In what cases could `git pull` be harmful?

My answer, pulled from the discussion that arose on HackerNews:

I feel tempted to just answer the question using the Betteridge Law of Headlines: Why is git pull considered harmful? It isn't.

  • Nonlinearities aren't intrinsically bad. If they represent the actual history they are ok.
  • Accidental reintroduction of commits rebased upstream is the result of wrongly rewriting history upstream. You can't rewrite history when history is replicated along several repos.
  • Modifying the working directory is an expected result; of debatable usefulness, namely in the face of the behaviour of hg/monotone/darcs/other_dvcs_predating_git, but again not intrinsically bad.
  • Pausing to review others' work is needed for a merge, and is again an expected behaviour on git pull.

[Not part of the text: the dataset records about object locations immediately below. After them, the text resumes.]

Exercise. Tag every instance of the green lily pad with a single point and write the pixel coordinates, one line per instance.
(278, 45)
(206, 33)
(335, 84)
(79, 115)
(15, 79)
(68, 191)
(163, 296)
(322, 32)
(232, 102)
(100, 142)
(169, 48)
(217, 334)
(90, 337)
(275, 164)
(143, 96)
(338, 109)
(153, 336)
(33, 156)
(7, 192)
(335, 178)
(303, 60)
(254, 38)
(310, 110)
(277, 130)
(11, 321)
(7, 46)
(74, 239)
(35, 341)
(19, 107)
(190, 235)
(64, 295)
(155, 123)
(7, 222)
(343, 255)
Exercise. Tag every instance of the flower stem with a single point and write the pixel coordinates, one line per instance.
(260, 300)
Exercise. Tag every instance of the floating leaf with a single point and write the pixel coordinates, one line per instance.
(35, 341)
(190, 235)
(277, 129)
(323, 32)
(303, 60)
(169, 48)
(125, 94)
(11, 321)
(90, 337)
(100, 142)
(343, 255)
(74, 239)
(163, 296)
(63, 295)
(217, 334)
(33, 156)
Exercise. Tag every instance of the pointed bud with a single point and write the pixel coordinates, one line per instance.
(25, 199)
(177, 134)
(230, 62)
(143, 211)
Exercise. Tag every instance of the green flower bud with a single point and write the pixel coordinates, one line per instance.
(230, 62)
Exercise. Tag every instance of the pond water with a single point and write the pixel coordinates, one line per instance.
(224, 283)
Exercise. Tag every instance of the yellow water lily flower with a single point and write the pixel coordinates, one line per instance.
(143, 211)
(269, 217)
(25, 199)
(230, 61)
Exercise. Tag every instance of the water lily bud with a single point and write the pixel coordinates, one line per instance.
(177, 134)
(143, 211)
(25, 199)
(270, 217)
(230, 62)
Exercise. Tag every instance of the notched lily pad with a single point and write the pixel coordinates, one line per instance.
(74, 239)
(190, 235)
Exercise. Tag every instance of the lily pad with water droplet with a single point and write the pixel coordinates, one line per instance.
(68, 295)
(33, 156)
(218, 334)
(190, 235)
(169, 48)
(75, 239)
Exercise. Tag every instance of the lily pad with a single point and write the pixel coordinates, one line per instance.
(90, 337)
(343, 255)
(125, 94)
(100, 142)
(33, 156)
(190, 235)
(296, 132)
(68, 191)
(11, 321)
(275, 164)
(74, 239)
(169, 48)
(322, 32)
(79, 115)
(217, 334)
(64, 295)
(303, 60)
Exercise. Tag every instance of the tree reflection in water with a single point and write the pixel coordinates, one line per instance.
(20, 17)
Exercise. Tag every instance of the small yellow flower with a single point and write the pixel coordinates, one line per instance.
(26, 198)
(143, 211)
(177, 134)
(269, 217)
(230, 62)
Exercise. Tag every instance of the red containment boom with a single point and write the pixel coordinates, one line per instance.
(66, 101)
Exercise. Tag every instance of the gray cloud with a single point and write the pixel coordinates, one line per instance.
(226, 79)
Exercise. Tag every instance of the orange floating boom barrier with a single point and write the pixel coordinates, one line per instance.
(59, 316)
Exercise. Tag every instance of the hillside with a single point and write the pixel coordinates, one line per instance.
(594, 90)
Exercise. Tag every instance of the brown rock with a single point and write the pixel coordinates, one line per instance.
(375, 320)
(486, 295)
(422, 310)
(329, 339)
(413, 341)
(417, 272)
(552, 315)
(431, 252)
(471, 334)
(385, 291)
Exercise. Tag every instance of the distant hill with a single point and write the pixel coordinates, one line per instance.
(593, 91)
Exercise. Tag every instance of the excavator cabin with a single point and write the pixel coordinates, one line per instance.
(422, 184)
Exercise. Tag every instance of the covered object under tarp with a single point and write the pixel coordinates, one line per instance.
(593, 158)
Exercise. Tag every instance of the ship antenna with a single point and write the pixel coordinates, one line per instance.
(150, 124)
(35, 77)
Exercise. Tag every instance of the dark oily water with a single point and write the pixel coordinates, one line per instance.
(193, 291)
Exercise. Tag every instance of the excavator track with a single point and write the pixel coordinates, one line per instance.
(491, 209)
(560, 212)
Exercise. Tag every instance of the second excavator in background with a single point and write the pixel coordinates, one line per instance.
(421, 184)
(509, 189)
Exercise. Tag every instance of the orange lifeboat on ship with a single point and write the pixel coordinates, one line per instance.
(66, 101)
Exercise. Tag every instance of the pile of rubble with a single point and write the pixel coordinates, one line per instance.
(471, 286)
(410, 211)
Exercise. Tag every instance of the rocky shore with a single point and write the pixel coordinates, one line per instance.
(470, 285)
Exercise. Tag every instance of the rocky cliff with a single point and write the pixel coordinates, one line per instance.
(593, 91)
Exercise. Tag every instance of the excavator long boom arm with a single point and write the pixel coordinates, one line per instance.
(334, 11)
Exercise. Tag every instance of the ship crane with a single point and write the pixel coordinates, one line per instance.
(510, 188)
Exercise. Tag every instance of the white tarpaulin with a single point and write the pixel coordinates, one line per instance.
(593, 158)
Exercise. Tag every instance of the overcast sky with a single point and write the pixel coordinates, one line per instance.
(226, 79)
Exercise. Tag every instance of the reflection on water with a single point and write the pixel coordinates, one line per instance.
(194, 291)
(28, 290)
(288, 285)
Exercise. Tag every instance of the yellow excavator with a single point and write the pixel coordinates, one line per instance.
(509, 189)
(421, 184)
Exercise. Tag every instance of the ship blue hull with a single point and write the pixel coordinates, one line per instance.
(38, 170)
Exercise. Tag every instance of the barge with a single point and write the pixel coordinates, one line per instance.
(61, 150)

If you do not want to merge, you should use git fetch. Again, this is an idiosyncrasy of git in comparison with previous popular dvcs, but it is expected behaviour and not intrinsically bad.
  • Making it hard to rebase against a remote branch is good. Don't rewrite history unless you absolutely need to. I can't for the life of me understand this pursuit of a (fake) linear history
  • Not cleaning up branches is good. Each repo knows what it wants to hold. Git has no notion of master-slave relationships.

Summary

By default, git pull creates merge commits which add noise and complexity to the code history. In addition, pull makes it easy to not think about how your changes might be affected by incoming changes.

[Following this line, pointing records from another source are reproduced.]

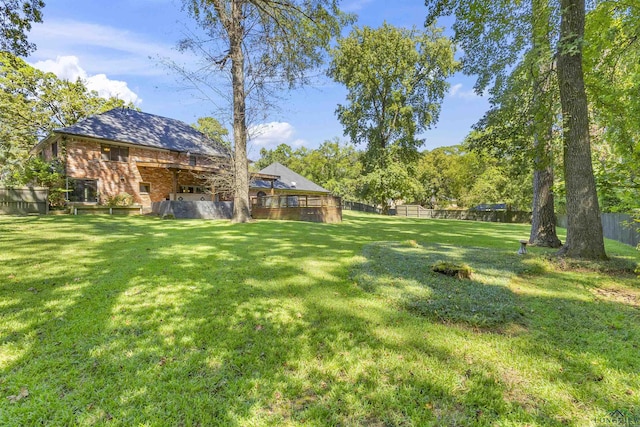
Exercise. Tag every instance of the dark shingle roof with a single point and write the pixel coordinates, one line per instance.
(135, 127)
(288, 180)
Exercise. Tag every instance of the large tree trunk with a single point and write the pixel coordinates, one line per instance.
(241, 169)
(584, 229)
(543, 218)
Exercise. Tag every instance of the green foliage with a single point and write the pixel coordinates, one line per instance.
(16, 17)
(32, 104)
(261, 45)
(140, 321)
(213, 129)
(38, 172)
(394, 180)
(120, 199)
(464, 178)
(459, 271)
(395, 80)
(333, 165)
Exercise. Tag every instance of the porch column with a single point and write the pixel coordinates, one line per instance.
(175, 182)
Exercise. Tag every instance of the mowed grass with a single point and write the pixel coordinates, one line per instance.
(141, 321)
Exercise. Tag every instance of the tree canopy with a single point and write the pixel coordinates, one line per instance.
(395, 80)
(16, 17)
(262, 45)
(32, 104)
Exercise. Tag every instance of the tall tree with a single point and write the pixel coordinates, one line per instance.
(543, 216)
(395, 80)
(584, 229)
(213, 129)
(266, 44)
(496, 35)
(508, 46)
(16, 17)
(32, 104)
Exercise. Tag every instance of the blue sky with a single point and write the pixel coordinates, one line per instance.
(117, 47)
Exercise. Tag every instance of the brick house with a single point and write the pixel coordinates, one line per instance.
(153, 158)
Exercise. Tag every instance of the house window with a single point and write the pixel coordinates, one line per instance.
(83, 190)
(194, 189)
(145, 187)
(115, 153)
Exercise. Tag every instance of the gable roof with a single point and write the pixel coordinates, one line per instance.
(138, 128)
(288, 180)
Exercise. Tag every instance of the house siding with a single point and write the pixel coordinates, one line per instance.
(84, 161)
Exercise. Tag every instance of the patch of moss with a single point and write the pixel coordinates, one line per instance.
(460, 271)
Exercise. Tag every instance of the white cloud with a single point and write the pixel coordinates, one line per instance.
(103, 49)
(270, 135)
(457, 92)
(355, 5)
(68, 68)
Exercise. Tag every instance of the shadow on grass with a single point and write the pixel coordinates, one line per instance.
(136, 320)
(402, 272)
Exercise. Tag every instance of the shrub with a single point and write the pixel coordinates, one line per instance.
(122, 199)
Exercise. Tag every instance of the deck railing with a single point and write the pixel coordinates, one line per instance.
(297, 208)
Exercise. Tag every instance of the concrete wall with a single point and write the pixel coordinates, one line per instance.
(193, 210)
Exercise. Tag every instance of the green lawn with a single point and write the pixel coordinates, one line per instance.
(141, 321)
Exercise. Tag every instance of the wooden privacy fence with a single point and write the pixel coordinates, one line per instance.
(417, 211)
(615, 226)
(297, 208)
(24, 200)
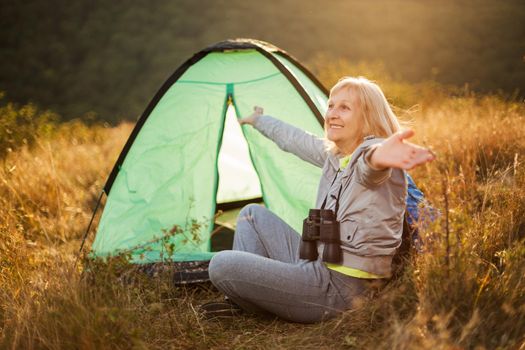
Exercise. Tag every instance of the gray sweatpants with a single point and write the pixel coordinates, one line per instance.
(263, 272)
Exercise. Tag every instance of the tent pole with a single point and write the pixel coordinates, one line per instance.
(90, 222)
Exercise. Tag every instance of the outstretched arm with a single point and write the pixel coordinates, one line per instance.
(396, 152)
(304, 145)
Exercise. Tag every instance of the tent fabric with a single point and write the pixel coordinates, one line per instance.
(162, 193)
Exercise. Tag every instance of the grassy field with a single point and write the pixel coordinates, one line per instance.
(467, 290)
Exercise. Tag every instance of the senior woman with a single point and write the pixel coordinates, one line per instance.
(363, 156)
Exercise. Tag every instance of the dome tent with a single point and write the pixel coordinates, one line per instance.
(164, 190)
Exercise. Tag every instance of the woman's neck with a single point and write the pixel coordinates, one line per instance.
(348, 148)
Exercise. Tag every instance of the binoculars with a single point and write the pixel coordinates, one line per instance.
(321, 224)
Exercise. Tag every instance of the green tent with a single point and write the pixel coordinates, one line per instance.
(187, 157)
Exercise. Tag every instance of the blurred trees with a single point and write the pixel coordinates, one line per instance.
(111, 57)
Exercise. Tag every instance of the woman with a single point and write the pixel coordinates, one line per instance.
(363, 160)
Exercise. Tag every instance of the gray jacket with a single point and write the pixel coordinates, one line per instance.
(371, 204)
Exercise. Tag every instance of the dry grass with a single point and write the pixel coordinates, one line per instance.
(466, 291)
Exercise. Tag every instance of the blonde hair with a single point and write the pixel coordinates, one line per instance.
(378, 118)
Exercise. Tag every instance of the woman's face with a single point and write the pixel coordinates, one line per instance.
(343, 120)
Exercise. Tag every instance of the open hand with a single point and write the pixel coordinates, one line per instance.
(395, 152)
(257, 112)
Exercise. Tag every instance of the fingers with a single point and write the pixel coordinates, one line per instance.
(405, 134)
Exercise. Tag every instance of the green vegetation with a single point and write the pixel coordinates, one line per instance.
(111, 57)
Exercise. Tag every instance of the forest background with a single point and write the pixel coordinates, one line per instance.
(75, 75)
(108, 58)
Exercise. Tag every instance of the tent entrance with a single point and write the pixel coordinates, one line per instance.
(239, 183)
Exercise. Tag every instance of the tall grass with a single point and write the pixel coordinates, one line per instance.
(465, 291)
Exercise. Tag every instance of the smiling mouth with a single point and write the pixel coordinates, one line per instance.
(335, 126)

The git pull command is safe so long as it only performs fast-forward merges. If git pull is configured to only do fast-forward merges and when a fast-forward merge isn't possible, then Git will exit with an error. This will give you an opportunity to study the incoming commits, think about how they might affect your local commits, and decide the best course of action (merge, rebase, reset, etc.).

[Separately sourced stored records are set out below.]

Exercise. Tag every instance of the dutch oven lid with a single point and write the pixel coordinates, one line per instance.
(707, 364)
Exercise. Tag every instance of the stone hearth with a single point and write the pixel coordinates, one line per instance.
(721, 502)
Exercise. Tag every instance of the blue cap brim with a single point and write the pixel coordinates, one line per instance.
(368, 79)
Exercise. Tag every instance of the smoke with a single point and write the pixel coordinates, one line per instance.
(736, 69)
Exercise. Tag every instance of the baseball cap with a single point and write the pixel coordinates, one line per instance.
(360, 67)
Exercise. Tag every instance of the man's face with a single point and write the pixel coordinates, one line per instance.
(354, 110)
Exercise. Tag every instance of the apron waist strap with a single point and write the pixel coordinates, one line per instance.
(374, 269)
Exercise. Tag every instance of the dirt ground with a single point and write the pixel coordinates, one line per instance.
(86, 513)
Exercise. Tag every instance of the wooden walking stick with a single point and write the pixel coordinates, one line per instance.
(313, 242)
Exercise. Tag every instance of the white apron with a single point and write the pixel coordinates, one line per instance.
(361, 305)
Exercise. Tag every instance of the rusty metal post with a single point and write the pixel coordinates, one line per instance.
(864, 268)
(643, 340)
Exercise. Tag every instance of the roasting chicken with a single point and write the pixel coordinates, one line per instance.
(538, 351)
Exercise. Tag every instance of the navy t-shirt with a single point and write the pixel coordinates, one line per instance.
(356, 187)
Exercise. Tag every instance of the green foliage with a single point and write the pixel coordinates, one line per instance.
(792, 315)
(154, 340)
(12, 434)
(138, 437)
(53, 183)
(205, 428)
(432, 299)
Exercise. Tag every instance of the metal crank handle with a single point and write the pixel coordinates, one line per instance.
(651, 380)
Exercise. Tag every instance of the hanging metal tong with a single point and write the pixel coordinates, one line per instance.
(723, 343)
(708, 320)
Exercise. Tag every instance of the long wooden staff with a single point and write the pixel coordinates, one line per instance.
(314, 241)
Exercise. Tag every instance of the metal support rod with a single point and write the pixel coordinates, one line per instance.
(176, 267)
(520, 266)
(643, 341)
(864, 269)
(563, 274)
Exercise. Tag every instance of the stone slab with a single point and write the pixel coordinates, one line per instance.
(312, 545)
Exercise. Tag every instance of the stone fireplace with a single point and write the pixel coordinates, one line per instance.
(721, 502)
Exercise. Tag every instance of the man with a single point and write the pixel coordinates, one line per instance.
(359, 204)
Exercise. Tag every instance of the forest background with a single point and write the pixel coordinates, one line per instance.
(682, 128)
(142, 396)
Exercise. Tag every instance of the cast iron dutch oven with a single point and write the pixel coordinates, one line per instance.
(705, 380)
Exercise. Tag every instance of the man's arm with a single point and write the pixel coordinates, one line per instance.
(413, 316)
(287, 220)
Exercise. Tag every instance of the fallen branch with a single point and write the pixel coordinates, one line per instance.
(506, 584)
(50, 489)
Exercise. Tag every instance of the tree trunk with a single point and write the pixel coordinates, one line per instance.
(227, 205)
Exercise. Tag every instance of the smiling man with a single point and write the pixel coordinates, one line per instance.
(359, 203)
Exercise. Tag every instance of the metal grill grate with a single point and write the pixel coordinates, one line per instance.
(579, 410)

With Git 2.0 and newer, you can run:

git config --global pull.ff only

to alter the default behavior to only fast-forward. With Git versions between 1.6.6 and 1.9.x you'll have to get into the habit of typing:

git pull --ff-only

However, with all versions of Git, I recommend configuring a git up alias like this:

git config --global alias.up '!git remote update -p; git merge --ff-only @{u}'

and using git up instead of git pull. I prefer this alias over git pull --ff-only because:

  • it works with all (non-ancient) versions of Git,
  • it fetches all upstream branches (not just the branch you're currently working on), and
  • it cleans out old origin/* branches that no longer exist upstream.

Problems with git pull

git pull isn't bad if it is used properly. Several recent changes to Git have made it easier to use git pull properly, but unfortunately the default behavior of a plain git pull has several problems:

  • it introduces unnecessary nonlinearities in the history
  • it makes it easy to accidentally reintroduce commits that were intentionally rebased out upstream
  • it modifies your working directory in unpredictable ways
  • pausing what you are doing to review someone else's work is annoying with git pull
  • it makes it hard to correctly rebase onto the remote branch
  • it doesn't clean up branches that were deleted in the remote repo

These problems are described in greater detail below.

Nonlinear History

By default, the git pull command is equivalent to running git fetch followed by git merge @{u}. If there are unpushed commits in the local repository, the merge part of git pull creates a merge commit.

There is nothing inherently bad about merge commits, but they can be dangerous and should be treated with respect:

  • Merge commits are inherently difficult to examine. To understand what a merge is doing, you have to understand the differences to all parents. A conventional diff doesn't convey this multi-dimensional information well. In contrast, a series of normal commits is easy to review.
  • Merge conflict resolution is tricky, and mistakes often go undetected for a long time because merge commits are difficult to review.
  • Merges can quietly supersede the effects of regular commits. The code is no longer the sum of incremental commits, leading to misunderstandings about what actually changed.
  • Merge commits may disrupt some continuous integration schemes (e.g., auto-build only the first-parent path under the assumed convention that second parents point to incomplete works in progress).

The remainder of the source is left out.